ストゥルガツキーが亡くなったので『ストーカー』について少し

 ストゥルガツキーが亡くなりました。あれ?前に死んでなかったっけ?と思ったら、以前死んだのは兄の方だったんですね。兄弟で作品を書いていたのを忘れていました。

 

作家のストルガツキー氏が死去

http://www.nikkei.com/article/DGXNASDG2000H_Q2A121C1CC0000/

 

 しかしまあ、そっけない記事です。今朝の朝日のもちっちゃかったし。しょうがないといえばしょうがないんでしょうけど。
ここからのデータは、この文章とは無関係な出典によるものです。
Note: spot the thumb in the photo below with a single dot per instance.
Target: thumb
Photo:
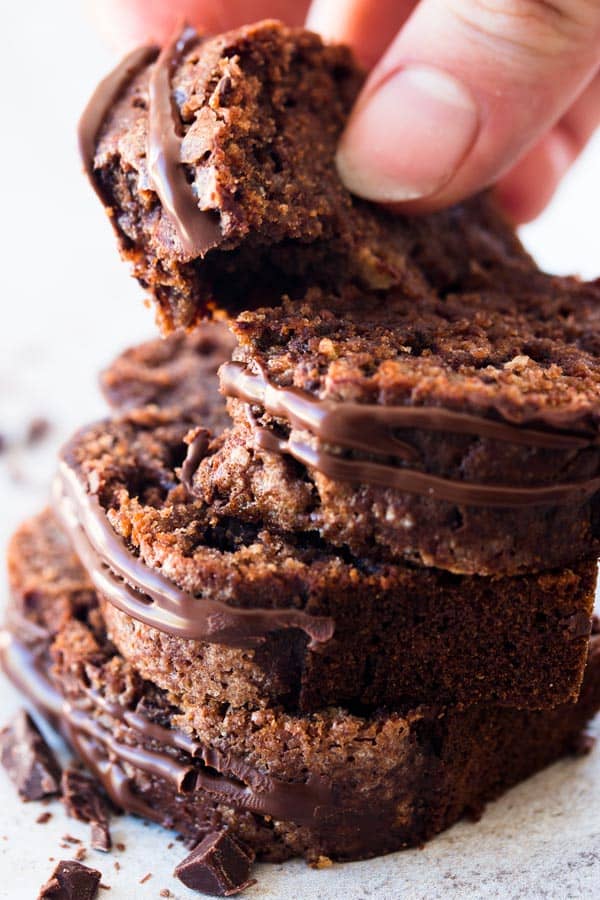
(464, 90)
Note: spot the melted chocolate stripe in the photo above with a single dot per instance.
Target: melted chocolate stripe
(344, 424)
(103, 752)
(334, 422)
(198, 230)
(145, 594)
(102, 99)
(421, 483)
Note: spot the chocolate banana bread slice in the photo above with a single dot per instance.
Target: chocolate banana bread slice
(179, 371)
(229, 609)
(466, 436)
(216, 163)
(332, 783)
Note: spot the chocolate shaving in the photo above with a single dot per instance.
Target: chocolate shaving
(83, 802)
(219, 866)
(71, 881)
(28, 760)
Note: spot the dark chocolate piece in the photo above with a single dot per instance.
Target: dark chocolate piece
(219, 866)
(197, 230)
(396, 778)
(83, 802)
(28, 759)
(71, 881)
(236, 783)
 やっぱりこういう文化人の死亡記事はGuardianが詳しいですね。

 

Borris Sturgatsky: Russia mourns death of sci-fi writer -even Vladimir Putin

http://www.guardian.co.uk/books/2012/nov/20/boris-strugatsky-russia-sci-fi-writer

 

 見出しの最後、思わせぶりに「プーチンでさえも」なんてくっついてますが、この人は生前強硬なプーチン批判者だったようです。
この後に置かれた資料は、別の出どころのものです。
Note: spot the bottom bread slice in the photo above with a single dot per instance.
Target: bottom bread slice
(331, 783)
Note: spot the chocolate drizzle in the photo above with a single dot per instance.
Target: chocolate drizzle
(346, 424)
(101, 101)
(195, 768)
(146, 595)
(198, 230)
 旧赤の広場でゲリラライブをやって逮捕された、プッシー・ライオットの釈放嘆願書にも名を連ねていていました。

 

 さて、ストゥルガツキーといえば、タルコフスキーの映画『ストーカー』の原作"Roadside Picnic"を書いた人です。よくあることですが、映画の方は全然原作に忠実じゃないです。名画と呼ばれるものにはそういうことが多い。とくにSFは。『ブレードランナー』とかね。

 で、この映画、素晴らしい映像美と超重苦しい展開と難解なストーリー、ということなんですが、私は二回目に見たとき、さっぱりわけがわからなくなりました。なぜなら…

 最初に見たのは、字幕がデタラメだったから。

 なんか、始めてみた『ストーカー』は、「国境を越えようとして失敗する話」になってて、全然SFじゃなかったんですね。しかも困ったことに、それはそれで映像に合ってて見られてしまうという、なんだこりゃ状態。

 なので、二回目に見た時「えー??こんな話だったっけ?」と混乱したわけです。

 こうなってくると、「最初に見たアレは何だったの?」と思うんですが、ロシア映画だとつっこみが入りづらいんでしょうか。

 しかしまあ、今となっては得難い経験でありました。

 本当のストーリーはネタバレになるので書きませんが、少なくとも男が女をしつこく追い回す話ではありませんので。

 

 ともあれ、どっかの映画館でまたやってくれないかなあ、と願う秋晴れの日なのであります。なるべく良い状態のフィルムで。